Another Life: Like Sunday morning in Temple Bar – ‘marine vomit’ and other visitors
Some creatures of the seabed are so unattractive they might almost have been designed to offend the human aesthetic
Chinese mitten crab: slightly more presentable than Didemnum vexillum. Illustration: Michael Viney
The creatures of the seabed are not always attractive to the human eye, though many so-called worms can resemble the loveliest of flowers. Some organisms, indeed, might almost have been designed to offend the human aesthetic.
One of these has to be the tunicate Didemnum vexillum , a carpeting sea squirt quoted commonly in Wikipedia as “marine vomit” and elsewhere as “dripping candle wax”. If I show, instead, the slightly more presentable Chinese mitten crab this does have passing relevance and avoids evoking a doorstep on Sunday morning in Temple Bar.
Such distaste is added to the remarkable alarm that this particular species of sea squirt has aroused from Japan and New Zealand to the US and Europe – and now including Ireland. It clings excessively to rocks, hangs massively from piers, pontoons and hulls, and smothers life on the seabed. Like the global numbers of jellyfish, it is seemingly out of control.
Within its glutinous colonies each squirt is a little barrel with a tunic of cellulose and an inside lined with mucus. The barrel has two siphons on top, one to suck in particles of plankton and the other, after filtering for food, to squirt out the waste.
Bizarrely (and excitingly to biologists) the short-lived larvae of the creatures are shaped like tadpoles, with gills, trunk and tail, and a backbone that adds them to the same evolutionary tree as people.
The spread of Didemnum vexillum , perhaps originally from Japanese waters, came from fragments dislodged from the hulls of ships and yachts or from larvae pumped out in ballast water. The species took time to pin down by name, but, apparently remote from its native predators, it has had dramatic impacts.
In the prime New England fishing ground of Georges Bank, for example, it has smothered more than 230sq km of seabed up to 60m deep, competing seriously for plankton food.
Its first recognised appearance in Ireland, in 2005, was as a distinctive and pendulous orangey beard on the hull of a yacht lifted for cleaning at Malahide marina, in north Co Dublin. Other enormous growths festooned the undersides of pontoons and mooring chains and smothered colonies of mussels.
A rapid survey was commissioned from Dr Dan Minchin, a veteran of the fight against the alien freshwater zebra mussel and otherwise expert on alien aquatic species. At other marinas, jetties and fish farms he found four new alien tunicates, among them Didemnum on hulls and pontoons in Carlingford Lough. It has also turned up on the west coast, trailing from oyster bags in Galway Bay and Clew Bay.
For the newest survey, just published (iti.ms/1op7Jmm), Minchin joined a Belfast marine biologist, Dr Julia Nunn. They examined 11 Northern Ireland marinas with a target list of more than 50 alien species, Didemnum high among them.
In Strangford Lough, where the pontoons of the Ballydorn marina are clustered at an old, red-painted lightship, beards of the sea squirt hung from its hull as profusely as at Malahide. On the floor of the lough it is beginning to grow over beds of native mussels.
Scraping or hosing it off, wrapping it in plastic sheeting, hoisting bags around it to douse it with a toxic chemical, stretching filter fabric over it: all have been tried internationally, but none yet with total success.

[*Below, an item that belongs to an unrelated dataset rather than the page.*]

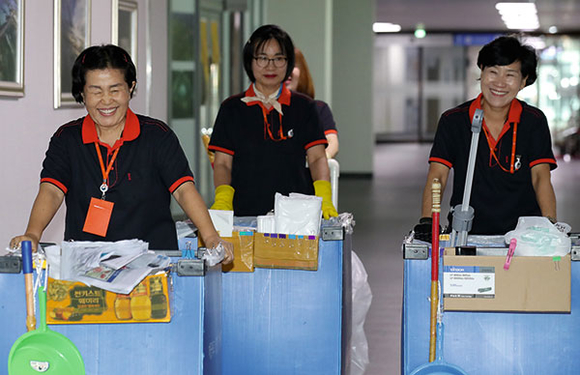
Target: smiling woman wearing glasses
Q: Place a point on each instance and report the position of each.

Holyhead marina, in north Wales, spent €240,000 on a first round of treatment, and has sought a lot more than that for a second assault.

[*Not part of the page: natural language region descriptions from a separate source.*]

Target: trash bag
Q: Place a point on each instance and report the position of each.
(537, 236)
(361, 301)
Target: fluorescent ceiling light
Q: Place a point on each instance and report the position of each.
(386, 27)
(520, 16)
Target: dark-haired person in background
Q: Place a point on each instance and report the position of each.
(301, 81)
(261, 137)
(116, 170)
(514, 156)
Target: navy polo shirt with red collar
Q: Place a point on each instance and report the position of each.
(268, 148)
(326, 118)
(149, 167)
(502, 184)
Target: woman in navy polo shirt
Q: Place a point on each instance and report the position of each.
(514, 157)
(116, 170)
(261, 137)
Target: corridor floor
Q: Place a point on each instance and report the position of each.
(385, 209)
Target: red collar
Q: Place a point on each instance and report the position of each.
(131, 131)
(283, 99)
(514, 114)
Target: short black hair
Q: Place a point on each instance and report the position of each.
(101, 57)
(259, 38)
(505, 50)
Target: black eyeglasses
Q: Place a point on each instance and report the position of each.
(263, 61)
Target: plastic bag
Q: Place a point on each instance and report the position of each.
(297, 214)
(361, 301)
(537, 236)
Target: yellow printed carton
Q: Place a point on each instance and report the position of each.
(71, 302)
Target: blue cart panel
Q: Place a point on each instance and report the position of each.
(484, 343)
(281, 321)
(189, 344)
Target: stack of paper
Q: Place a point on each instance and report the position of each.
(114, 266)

Meanwhile, the Northern Ireland survey has gathered a netful of new or expanding alien aquatic species, adding to well over 100 already on record.
Among them was Ireland’s first fronds of wakame, Undaria pinnatifida , the sweet Japanese seaweed beloved of gourmet chefs. Like Didemnum , the report concludes, wakame can be expected to spread – if not, it must be hoped, on the scale of the Japanese wireweed Sargassum muticum , which now extends to every Irish coast.
Where does that leave another recent alien, the hairy-clawed Chinese mitten crab, Eriocheir sinensis , first reeled in by an angler fishing for codling on the Suir estuary of Co Waterford in January 2006?
It arrived, perhaps, with a vessel docking at Waterford container port, and others have been found since in lower reaches of the river.
Between rapid population explosions, the mitten crab can take time to spread – after almost a century in Britain it inhabits the River Thames and its tributaries and other rivers as far north as Yorkshire.
Even on its present showing in the Suir it is considered “established”, and Minchin has warned of its potential islandwide spread, burrowing destructively into riverbanks and attacking native species.